Thursday, 18 August 2011

Lost in Life

I have the skills to work anywhere. The practicality though is that life and work tends to tie a person to a place or area and usually the place or area in which they live. Thing is, as of this time, I am still residing with my family so I don't have a place. I have a local. I don't need to always be near my family.

I need something, someone to give me a reason to be somewhere. The person I would choose to define that is Alex and I would be happy wherever I was with her. Problem is, I can't be anywhere with her without her support and encouragement to be there with her as more than just her friend. Such encouragement is not forthcomming and infact negitive reinforcement is present (it lost me my last job because I paniced in the second stage interview because all I could think about was what she said before the interview "I don't think its a good idea for you to get the job".. "You can hope you get it, I will hope you don't"... "I want you to be out of my place by Tuesday").

So, I don't have any reason to be anywhere. I have lots of minor "whims" of places to be. I have friends in New Zealand, California, Lancashire and I have Alex, the one person in this world who gives me a sense the world is truely worth living for on the South Coast.

There isn't any pressing reason to be nearer any of my friends, excepting Alex and she is the love of my life (sometimes I so feel like the love of hers, usually when arriving at that point soon after I remember all the things she has said, especially "you are the one person I would never go out with" and "I will Marry someone else, I will have kids with someone else"). So why am I still utterly and uncontrollably in love. I have no doubt in that love, I know its right and I know its complete. Sometimes I don't doubt she loves me as much, though everything she says goes against this sense and I don't have complete and utter conviction she loves me completely (though I am she does love me, I am just not sure she loves me with her whole heart as I love her.. and what she says suggests very strongly, possibly unequivibly she doesn't love me. Yet sometimes how she acts suggests contrary to what she says. Lies are HELL, they make a person doubt the truth).

Where do I go now? I know wherever it is, its not here. I don't belong here any longer, I don't fit. I sort of fit in NZ but how much.

I am tired of being perfectly suited for jobs and being turned down based on dumb pre-conceptions. I've heard "spotty employment history" quoted a few times and reciently "over confident" was sited. Over ****** confident! Course I am, I have 15 years of experience and I can work to develop anything on Microsoft platforms. I just need a job I can believe in and when one comes along they seem to have trouble believing in me.
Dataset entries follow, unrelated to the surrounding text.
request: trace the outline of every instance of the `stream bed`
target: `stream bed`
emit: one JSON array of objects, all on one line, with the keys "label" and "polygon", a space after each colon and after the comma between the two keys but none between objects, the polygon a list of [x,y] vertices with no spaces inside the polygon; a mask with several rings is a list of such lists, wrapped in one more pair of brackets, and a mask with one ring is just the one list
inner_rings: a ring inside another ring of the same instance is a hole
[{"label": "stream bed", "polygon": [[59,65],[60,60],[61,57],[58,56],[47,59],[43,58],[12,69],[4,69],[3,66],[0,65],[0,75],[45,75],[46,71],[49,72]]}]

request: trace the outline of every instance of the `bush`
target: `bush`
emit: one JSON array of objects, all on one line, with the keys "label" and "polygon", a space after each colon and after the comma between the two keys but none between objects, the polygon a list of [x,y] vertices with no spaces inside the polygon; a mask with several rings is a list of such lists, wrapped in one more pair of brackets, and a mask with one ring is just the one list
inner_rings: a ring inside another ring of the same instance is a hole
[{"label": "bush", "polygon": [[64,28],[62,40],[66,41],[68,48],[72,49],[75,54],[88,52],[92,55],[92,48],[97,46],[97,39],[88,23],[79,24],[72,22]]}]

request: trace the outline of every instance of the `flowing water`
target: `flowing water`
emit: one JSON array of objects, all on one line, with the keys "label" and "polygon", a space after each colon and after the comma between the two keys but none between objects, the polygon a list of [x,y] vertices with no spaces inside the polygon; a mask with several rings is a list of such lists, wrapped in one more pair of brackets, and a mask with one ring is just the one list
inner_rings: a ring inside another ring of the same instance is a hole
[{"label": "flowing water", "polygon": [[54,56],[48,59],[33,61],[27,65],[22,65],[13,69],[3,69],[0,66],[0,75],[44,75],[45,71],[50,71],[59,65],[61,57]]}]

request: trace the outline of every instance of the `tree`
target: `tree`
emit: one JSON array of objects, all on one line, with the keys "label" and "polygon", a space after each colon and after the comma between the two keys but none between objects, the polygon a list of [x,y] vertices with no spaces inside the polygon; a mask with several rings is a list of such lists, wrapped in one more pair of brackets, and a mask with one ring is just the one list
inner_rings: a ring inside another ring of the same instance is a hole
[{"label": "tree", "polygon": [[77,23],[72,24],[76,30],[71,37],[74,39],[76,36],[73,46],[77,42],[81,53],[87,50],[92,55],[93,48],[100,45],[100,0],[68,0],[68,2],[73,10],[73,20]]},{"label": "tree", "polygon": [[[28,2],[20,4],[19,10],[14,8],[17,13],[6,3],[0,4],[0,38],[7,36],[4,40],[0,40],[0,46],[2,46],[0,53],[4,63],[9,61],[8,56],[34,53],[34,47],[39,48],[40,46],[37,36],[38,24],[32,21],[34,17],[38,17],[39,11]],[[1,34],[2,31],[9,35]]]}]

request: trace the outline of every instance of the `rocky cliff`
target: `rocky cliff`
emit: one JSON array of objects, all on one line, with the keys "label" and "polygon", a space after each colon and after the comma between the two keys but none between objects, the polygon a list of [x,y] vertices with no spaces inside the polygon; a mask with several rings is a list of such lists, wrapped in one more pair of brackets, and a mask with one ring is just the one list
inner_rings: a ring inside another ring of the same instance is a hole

Story of my life, beside family, only one person has ever put their complete faith in me and they still believe. Its just a shame we don't work together.

I need a reason to be somewhere, I need something to believe in that can't/won't let me down.... I know, I know... I am hearing it too... I, I, I, I .. Me, Me, Me, Me.... The sad thing is though, what "Me" wants is someone to believe in who will believe in me, someone who believes in the me I know. Alex sees the real me, though she chooses to not believe (or not to love me as her life partner).

AGGGGG! life.

I don't even know what I want anymore. Alex is all I want/need except that she refuses, is unable, cannot accept me and choose me as hers. How can I want another Alex? shes irriplaceable, shes everything. What can I want / need now?